Power Finance Corporation Ltd : Growth revival with improving asset quality; Attractive valuations - Emkay Global
Growth revival with improving asset quality; Attractive valuations
We are initiating coverage on Power Finance Corp. (PFC) with a Buy rating and a TP of Rs210 (+73% upside). Our TP implies 1.0x FY23E adjusted standalone P/B multiple and 6x P/E. We believe that with the rising share of PSU exposure and stringent underwriting practices, PFC’s asset quality trend is likely to improve. Our account-byaccount analysis of stressed assets indicates that the current provision coverage is adequate for previous years’ NPAs. In our view, the government’s Aatmanirbhar Bharat package for discoms should boost loan growth in the near term.
* Legacy NPAs from private sector; zero credit loss in government-backed entities: Despite stringent underwriting standards, PFC witnessed volatile asset quality trends due to private sector exposure; NPA formation here was a result of regulatory changes, which affected all power sector lenders. As of Sep’20, the private sector accounted for 16% (Rs611bn) of PFC’s loan book, of which 43% was already recognized as NPAs. We remain comfortable with the rising share of Government/PSU sector (including state utilities) in PFC’s loan book, since it potentially entails lower credit losses.
* Provisions towards legacy NPAs are adequate: Our account-by-account analysis of the existing stressed asset pool suggests limited risk of additional credit costs. We expect the overall haircut on the existing stressed portfolio to be 48-50%; therefore, the current provision coverage of 56% is adequate. With gradual resolution of NPAs, we expect some reversal in provisions over a period of time; however, we are not building in the same in our estimates.
* Aatmanirbhar package to boost loan growth; may need to look beyond power sector to sustain growth: In a major push to revive financial health of ailing discoms, the government under the Aatmanirbhar scheme has decided to infuse liquidity of Rs1.2tn through PFC and REC. As state discoms seek loans and receive sanctions (Rs311bn sanctioned so far), we expect a steady revival in disbursements. In our view, PFC’s Genco book has largely peaked, given the current low-PLF operating environment, and as future generation capacity will largely come in the renewables segment (PFC’s market share is low here). Accordingly, the government may allow PFC to expand beyond the power sector, which could help it avoid stagnation/decline beyond the next 2-3 years, in our view.

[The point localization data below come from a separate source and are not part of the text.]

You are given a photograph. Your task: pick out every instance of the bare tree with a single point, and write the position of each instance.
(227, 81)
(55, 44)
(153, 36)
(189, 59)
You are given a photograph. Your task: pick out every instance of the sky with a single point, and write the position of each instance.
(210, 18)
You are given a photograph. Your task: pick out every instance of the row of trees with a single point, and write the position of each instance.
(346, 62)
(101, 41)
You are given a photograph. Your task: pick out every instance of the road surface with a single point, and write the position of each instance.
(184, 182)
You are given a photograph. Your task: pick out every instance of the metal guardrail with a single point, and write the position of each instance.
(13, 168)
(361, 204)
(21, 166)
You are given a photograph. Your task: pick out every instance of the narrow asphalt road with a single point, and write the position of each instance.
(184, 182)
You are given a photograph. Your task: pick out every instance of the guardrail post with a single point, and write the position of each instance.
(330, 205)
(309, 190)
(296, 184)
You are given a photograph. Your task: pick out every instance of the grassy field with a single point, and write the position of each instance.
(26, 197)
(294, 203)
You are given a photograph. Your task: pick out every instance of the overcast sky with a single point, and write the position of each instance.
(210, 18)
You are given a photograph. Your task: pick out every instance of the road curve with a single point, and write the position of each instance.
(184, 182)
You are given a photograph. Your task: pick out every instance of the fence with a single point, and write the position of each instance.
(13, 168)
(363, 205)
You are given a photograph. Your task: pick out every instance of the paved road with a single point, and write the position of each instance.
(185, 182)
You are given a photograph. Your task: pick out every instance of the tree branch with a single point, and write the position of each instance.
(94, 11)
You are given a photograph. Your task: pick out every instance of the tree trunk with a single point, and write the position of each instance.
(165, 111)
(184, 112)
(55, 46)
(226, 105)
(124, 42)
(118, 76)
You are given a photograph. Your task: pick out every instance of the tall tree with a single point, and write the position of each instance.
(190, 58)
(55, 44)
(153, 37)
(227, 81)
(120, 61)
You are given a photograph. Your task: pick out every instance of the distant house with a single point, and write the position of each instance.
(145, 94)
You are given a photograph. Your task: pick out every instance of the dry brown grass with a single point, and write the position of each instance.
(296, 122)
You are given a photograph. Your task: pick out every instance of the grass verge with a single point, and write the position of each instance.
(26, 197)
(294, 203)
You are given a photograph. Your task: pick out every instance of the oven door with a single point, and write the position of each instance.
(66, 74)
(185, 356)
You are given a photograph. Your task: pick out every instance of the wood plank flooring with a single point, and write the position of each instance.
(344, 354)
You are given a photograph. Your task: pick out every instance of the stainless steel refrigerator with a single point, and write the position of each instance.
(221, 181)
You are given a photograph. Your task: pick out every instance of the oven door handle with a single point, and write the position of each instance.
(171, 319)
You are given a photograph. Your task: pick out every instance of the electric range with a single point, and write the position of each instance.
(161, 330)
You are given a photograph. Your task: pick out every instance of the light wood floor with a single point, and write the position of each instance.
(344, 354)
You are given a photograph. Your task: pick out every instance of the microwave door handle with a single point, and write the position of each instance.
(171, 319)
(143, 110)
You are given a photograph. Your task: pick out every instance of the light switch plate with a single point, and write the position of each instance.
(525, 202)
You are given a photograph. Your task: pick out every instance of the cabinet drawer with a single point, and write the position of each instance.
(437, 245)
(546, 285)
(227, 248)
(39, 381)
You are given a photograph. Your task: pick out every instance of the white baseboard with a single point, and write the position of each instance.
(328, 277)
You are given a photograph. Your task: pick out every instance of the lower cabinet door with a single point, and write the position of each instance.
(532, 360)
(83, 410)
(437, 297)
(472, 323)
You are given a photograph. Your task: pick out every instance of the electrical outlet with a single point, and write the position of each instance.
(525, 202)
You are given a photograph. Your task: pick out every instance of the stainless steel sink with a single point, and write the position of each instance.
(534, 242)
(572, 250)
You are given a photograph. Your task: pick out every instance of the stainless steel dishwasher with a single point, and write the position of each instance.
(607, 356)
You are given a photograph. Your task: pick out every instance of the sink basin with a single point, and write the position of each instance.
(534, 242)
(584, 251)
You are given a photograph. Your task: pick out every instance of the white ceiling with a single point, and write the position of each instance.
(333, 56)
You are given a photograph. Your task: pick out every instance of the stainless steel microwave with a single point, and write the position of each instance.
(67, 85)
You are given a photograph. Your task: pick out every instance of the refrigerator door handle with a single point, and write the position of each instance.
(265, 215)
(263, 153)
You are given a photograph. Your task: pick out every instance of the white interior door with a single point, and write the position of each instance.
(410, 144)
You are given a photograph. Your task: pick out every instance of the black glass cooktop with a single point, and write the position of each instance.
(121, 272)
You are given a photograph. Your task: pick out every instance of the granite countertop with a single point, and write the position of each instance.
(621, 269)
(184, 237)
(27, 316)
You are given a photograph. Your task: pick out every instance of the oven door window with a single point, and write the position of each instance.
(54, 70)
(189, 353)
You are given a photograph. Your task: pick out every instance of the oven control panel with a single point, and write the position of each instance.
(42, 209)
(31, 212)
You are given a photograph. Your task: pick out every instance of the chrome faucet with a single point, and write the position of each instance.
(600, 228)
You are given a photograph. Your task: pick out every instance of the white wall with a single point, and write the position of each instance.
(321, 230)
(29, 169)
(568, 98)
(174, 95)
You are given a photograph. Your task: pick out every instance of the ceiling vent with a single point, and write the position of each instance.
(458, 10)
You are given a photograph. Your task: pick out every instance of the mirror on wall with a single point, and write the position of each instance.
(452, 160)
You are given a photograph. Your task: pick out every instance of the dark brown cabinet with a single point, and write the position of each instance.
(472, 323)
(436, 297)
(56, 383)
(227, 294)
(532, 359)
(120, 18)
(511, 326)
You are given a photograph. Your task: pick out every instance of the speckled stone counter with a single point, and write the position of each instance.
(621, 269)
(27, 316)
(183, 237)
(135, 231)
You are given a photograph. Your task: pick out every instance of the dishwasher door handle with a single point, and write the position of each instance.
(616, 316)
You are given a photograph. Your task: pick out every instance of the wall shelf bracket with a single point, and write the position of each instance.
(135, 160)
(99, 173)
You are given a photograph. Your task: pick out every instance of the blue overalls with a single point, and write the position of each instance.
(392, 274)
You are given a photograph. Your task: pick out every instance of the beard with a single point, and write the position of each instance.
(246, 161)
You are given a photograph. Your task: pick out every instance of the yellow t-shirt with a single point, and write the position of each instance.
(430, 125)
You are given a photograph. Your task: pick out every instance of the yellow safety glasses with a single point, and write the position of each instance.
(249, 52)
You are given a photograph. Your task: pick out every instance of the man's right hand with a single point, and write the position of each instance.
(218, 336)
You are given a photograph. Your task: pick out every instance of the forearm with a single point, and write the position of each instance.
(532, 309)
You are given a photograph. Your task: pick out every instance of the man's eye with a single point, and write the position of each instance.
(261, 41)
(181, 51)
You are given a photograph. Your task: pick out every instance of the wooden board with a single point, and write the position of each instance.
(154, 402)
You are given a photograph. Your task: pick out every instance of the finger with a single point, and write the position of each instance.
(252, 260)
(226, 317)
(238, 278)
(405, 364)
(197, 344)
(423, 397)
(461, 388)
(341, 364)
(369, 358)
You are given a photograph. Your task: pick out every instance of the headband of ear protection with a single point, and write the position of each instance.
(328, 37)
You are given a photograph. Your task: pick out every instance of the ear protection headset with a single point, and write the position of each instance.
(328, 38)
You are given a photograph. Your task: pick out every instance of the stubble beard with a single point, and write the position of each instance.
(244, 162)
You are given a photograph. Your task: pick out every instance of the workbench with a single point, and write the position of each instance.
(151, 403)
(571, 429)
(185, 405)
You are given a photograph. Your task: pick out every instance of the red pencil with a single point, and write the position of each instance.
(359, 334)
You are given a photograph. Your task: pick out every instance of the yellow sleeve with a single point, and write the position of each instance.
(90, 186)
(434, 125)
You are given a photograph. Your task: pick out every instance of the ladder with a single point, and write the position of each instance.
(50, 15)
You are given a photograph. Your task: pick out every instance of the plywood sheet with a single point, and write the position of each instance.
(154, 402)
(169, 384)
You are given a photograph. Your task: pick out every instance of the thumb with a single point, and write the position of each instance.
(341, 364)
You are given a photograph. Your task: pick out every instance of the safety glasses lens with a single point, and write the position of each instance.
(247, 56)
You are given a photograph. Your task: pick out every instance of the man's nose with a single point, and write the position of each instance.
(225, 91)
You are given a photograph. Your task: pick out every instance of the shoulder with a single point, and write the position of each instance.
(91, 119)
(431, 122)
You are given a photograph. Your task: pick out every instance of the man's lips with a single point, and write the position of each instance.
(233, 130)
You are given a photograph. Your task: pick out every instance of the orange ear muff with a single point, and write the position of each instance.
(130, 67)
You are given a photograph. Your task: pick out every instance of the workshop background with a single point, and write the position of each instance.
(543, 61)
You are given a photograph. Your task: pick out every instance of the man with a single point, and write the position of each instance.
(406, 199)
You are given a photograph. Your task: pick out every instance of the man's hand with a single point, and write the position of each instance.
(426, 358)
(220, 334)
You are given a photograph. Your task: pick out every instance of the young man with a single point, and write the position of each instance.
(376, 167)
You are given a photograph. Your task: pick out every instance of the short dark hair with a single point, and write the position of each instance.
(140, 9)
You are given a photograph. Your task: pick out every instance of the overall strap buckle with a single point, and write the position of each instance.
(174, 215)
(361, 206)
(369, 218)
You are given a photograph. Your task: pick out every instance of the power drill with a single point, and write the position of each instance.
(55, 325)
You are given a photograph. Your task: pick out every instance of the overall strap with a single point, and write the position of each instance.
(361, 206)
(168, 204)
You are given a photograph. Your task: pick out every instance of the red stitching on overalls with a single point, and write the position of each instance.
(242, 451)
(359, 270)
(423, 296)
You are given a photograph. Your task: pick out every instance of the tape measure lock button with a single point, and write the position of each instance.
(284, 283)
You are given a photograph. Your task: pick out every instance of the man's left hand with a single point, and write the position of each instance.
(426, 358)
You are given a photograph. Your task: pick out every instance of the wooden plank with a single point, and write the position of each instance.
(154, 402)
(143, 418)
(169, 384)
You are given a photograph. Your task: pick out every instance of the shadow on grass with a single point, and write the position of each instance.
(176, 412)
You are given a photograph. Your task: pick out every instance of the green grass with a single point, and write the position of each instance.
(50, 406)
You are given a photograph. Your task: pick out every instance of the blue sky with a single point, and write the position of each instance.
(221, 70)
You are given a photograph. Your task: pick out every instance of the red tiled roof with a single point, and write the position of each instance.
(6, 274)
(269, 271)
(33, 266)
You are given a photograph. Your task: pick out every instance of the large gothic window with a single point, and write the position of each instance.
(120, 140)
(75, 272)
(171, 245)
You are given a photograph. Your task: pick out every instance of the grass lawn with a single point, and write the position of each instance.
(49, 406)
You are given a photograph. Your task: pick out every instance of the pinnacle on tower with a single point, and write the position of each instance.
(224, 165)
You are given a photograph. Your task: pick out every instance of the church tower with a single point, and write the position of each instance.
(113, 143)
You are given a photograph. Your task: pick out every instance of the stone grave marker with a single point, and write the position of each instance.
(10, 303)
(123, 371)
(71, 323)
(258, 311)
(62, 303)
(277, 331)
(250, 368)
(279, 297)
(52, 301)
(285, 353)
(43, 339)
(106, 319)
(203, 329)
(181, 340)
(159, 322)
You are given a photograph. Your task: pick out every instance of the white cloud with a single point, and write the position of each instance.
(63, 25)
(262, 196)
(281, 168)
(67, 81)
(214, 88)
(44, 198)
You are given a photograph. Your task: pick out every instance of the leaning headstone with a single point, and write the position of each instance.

* TP of Rs210 based on excess-return methodology: We value PFC on the basis of a sum-of-the-parts (SOTP); standalone PFC is valued by discounting profits in excess of CoE, and we add the value of 52.6% stake in REC at the current market cap after a 30% holdco discount. We model a 25% dividend payout ratio (DPR) through FY23E and 50% thereafter. Our bull case scenario yields Mar’22 fair value of Rs265, based on: (1) a 50% DPR in FY22E/FY23E; (2) REC valuation done at a multiple similar to that of PFC.
* Key risks: PFC has 58% of its FX exposure unhedged. We model FX losses based on 1.5% annual INR depreciation; however, a more adverse FX movement could impact our earnings forecasts. Further, we build in a 50% DPR beyond FY23, but if the RBI maintains dividend restrictions, our TP would be adversely affected by lower RoEs.